Tonight, enjoy a fun spin on a pub favourite in the comfort of home! A creamy, cheesy jalapeño mixture is stuffed into chicken breasts, which are then wrapped in bacon to create a total show-stopper. Crispy green beans and BBQ spice-dusted potatoes make for satisfying sides.
Produced in a facility that processes milk, sesame, eggs, fish, shellfish, crustaceans, mustard, tree nuts, peanuts, wheat, soybean and sulphites.
2 unit
Chicken Breasts
100 g
Bacon Strips
280 g
Sous Vide Potatoes
1 tbsp
BBQ Seasoning
(Contains Sulphites)
½ unit
Jalapeño
¼ cup
Cheddar Cheese, shredded
(Contains Milk)
43 g
Cream Cheese
(Contains Milk)
340 g
Green Beans
28 g
Crispy Shallots
(Contains Sulphites, Wheat)
1 unit
Lemon
1.5 tbsp
Oil*
1 tbsp
Unsalted Butter*
(Contains Milk)
0.13 tsp
Salt*
0.13 tsp
Pepper*
Before starting, preheat the oven to 450˚F. Wash and dry all produce. Core, then finely chop half the jalapeño (whole jalapeño for 4 ppl), removing seeds for less heat, if desired. (TIP: We suggest using gloves when prepping jalapeños!)Zest half the lemon (same for 4 ppl), then cut lemon into wedges. Combine jalapeños, lemon zest, cream cheese and cheddar cheese in a small bowl.
Pat chicken dry with paper towels, then season with half the BBQ Seasoning, salt and pepper. Carefully slice into the centre of each chicken breast, parallel to the cutting board, leaving 1/2-inch intact on the other end. Open up chicken like a book. Dollop jalapeño mixture onto one side of each chicken breast. Close other side over filling.
Wrap two bacon strips around each stuffed chicken breast. (TIP: Overlapping strips by 1/2 inch helps keep the bacon on the chicken!) Heat a large non-stick pan over medium-high heat. When hot, add 1/2 tbsp oil (dbl for 4 ppl), then chicken. Pan-fry until golden, 2-3 min per side. Transfer chicken to a parchment-lined baking sheet. Roast in the middle of the oven until cooked through, 16-18 min.**
Meanwhile, pat potatoes dry with paper towels.Line another baking sheet with parchment paper.Add potatoes, remaining BBQ Seasoning and 1 tbsp oil (dbl for 4 ppl) to the prepared baking sheet. Season with salt and pepper, then toss to coat.Roast in the top of the oven until tender and golden-brown, 14-16 min.
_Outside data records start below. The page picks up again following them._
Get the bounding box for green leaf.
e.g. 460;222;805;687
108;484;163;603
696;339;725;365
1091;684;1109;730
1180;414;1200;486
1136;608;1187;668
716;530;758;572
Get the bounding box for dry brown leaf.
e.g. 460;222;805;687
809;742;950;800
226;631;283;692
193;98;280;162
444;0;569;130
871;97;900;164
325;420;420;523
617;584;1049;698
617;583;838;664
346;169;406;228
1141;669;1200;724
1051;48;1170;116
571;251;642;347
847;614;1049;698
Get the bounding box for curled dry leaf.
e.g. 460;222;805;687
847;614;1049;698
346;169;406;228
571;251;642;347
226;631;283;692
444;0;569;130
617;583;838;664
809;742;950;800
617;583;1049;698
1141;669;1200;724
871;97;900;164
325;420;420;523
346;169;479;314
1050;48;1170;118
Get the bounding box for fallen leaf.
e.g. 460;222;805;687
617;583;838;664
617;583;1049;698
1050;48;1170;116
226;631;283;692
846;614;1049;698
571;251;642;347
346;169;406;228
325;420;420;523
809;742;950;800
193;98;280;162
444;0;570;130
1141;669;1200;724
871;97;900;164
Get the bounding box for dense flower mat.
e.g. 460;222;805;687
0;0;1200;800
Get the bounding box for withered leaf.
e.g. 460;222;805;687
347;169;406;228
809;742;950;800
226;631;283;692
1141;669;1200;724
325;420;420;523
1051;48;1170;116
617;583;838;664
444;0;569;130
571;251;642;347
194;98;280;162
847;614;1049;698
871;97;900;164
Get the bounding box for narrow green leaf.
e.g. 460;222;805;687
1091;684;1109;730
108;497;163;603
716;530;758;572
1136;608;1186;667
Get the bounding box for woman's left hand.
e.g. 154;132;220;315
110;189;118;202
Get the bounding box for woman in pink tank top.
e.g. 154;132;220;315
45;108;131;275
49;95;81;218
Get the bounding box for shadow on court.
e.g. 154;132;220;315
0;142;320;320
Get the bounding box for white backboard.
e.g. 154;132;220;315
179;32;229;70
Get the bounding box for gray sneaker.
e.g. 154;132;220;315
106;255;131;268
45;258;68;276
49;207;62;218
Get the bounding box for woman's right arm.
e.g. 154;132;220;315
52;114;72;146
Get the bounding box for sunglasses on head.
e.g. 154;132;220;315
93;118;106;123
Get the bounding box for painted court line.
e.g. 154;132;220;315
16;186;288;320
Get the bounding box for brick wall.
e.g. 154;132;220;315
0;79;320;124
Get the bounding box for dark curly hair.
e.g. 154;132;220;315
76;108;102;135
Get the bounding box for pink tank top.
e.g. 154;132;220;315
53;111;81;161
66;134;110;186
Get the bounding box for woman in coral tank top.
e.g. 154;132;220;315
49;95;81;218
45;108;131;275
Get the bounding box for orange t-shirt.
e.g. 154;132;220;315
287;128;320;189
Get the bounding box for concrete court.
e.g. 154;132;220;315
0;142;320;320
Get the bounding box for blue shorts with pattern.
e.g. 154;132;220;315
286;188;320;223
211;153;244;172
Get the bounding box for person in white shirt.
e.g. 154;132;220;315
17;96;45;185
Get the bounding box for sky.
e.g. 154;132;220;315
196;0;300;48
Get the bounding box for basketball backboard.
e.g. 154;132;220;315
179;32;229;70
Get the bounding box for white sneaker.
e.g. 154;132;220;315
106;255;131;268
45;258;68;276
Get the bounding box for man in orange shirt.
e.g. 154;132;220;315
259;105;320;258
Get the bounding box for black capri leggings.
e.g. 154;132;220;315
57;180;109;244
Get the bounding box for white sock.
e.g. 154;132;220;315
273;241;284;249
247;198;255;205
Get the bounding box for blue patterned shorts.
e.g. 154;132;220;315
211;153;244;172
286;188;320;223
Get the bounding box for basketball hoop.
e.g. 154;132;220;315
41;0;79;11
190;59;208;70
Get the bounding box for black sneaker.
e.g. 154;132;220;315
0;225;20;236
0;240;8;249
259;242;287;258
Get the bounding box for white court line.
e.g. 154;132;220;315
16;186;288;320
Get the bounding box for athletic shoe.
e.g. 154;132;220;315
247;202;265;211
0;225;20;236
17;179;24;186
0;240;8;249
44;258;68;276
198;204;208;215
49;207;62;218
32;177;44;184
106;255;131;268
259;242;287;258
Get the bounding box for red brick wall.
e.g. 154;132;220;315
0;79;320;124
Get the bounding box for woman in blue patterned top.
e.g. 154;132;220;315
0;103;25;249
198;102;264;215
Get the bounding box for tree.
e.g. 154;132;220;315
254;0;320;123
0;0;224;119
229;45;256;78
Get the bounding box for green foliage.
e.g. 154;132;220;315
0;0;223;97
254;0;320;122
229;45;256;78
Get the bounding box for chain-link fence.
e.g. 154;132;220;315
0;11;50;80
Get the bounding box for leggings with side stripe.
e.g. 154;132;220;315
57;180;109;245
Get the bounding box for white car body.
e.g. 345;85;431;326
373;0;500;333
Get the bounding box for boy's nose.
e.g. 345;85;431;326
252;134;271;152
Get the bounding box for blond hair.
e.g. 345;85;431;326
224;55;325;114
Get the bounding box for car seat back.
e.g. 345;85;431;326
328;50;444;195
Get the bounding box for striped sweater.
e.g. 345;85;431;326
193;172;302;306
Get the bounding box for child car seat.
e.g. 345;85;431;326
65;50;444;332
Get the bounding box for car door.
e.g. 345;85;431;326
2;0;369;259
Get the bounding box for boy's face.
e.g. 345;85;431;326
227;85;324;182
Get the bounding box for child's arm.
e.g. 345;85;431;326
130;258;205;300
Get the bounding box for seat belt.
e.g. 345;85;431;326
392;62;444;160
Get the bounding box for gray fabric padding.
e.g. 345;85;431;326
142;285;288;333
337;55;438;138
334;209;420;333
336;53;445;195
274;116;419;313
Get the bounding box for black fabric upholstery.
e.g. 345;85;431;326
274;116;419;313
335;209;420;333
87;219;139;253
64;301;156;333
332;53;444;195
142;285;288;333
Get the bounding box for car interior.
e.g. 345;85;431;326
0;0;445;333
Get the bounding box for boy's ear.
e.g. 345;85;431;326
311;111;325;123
Meanwhile, trim green beans.Wipe the same pan (from step 3) clean, then heat over medium. When hot, add green beans and 1/4 cup water (dbl for 4 ppl). Cook, stirring occasionally, until water evaporates, 4-5 min. Add 1 tbsp butter (dbl for 4 ppl). Cook, stirring constantly, until butter melts and coats green beans, 1-2 min. Season with salt and pepper, to taste. Remove from heat, then cover to keep warm.
Let chicken rest for 5 min before serving. Divide potatoes, green beans and chicken between plates. Squeeze a lemon wedge over green beans, if desired, then sprinkle crispy shallots over top.